3. Key Contributions

1. Novel Framework (ST-Prune): The first dynamic sample pruning method tailored specifically for spatio-temporal data, shifting focus from model optimization to intelligent data flow optimization.
2. Addressing Spatio-Temporal Specifics:
   • Introduced a Complexity Scoring Metric that captures structural heterogeneity, solving the averaging masking effect.
   • Designed a Stationarity-Aware Rescaling mechanism to maintain distributional unbiasedness despite aggressive pruning.
3. Universality and Scalability: Demonstrated effectiveness across various backbones (GWNet, STID, STAEformer), optimizers (SGD, Adam, Muon), and scales (from small traffic datasets to large-scale foundation models like OpenCity).

4. Experimental Results

Extensive experiments were conducted on real-world datasets (PEMS08, UrbanEV, LargeST) and foundation models (OpenCity).

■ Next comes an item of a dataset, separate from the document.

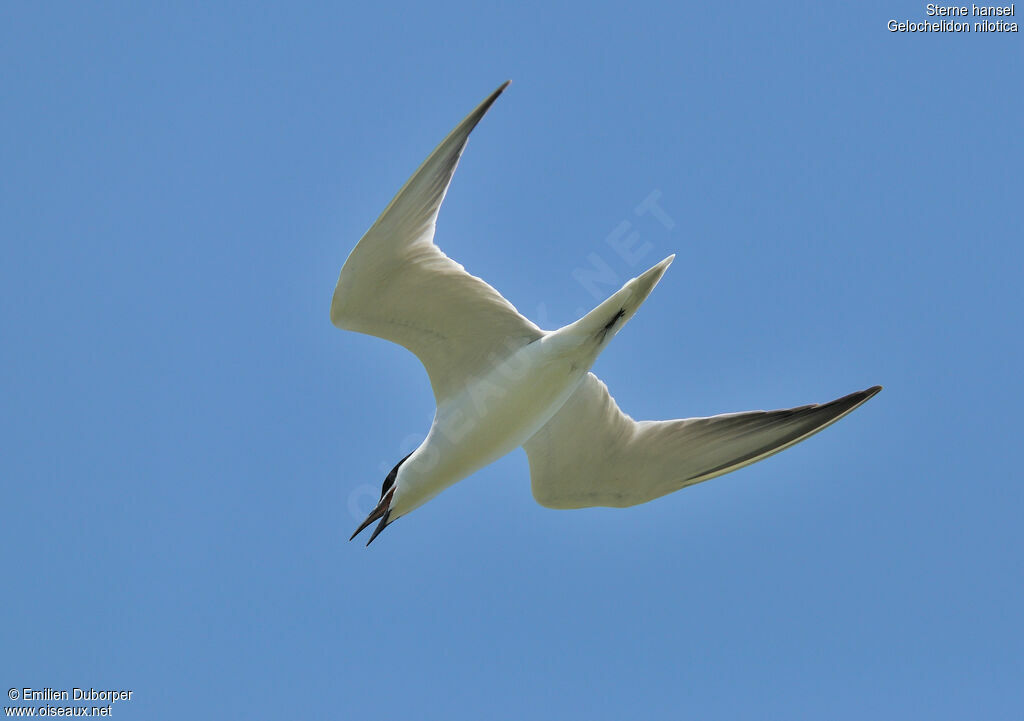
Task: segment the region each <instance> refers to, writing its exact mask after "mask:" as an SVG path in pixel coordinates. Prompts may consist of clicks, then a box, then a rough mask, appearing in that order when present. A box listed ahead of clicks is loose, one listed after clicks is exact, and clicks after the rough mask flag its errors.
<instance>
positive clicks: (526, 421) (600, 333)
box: [391, 255, 675, 517]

• Effectiveness (RQ1): ST-Prune consistently outperforms state-of-the-art static and dynamic pruning baselines (e.g., InfoBatch, Herding, Soft Random).
  • At 10% data retention, it maintains competitive accuracy with minimal degradation.
  • Notably, on the UrbanEV dataset, ST-Prune surpassed the full-dataset baseline, suggesting it effectively filters noise that hinders convergence.
• Efficiency (RQ2):
  • Achieves nearly 2× acceleration (50% reduction in per-epoch time) with negligible performance loss.
  • Even at aggressive 10× speedup, performance degradation is marginal compared to baselines which fail rapidly.
• Scalability (RQ3):
  • On the LargeST benchmark (up to 3,834 nodes), ST-Prune reduced training time from days to hours while maintaining or improving accuracy.
  • For the OpenCity foundation model, it enabled training larger models (Base/Plus scales) under constrained resources, effectively democratizing large-scale model training.
• Universality (RQ4): The method is robust across different architectures, optimizers, and prediction horizons (short, medium, long-term).
• Mechanism Analysis (RQ5): Ablation studies confirmed that both the complexity scoring and the annealing schedule are critical. t-SNE visualizations showed that ST-Prune preserves the intrinsic data topology better than random or heuristic baselines.

5. Significance

This paper fundamentally challenges the assumption that "more data is always better" for spatio-temporal training. By demonstrating that redundancy is inherent in these datasets, ST-Prune offers a pathway to:

• Drastically reduce computational costs (time and energy) for training large-scale spatio-temporal models.
• Improve model generalization by filtering out noise and focusing on structurally complex, informative samples.
• Enable the training of foundation models in resource-constrained environments, making advanced spatio-temporal forecasting accessible to a broader range of applications.

The work bridges the gap between data-centric AI and spatio-temporal learning, providing a generalizable strategy for efficient training in domains characterized by high spatial correlation and temporal periodicity.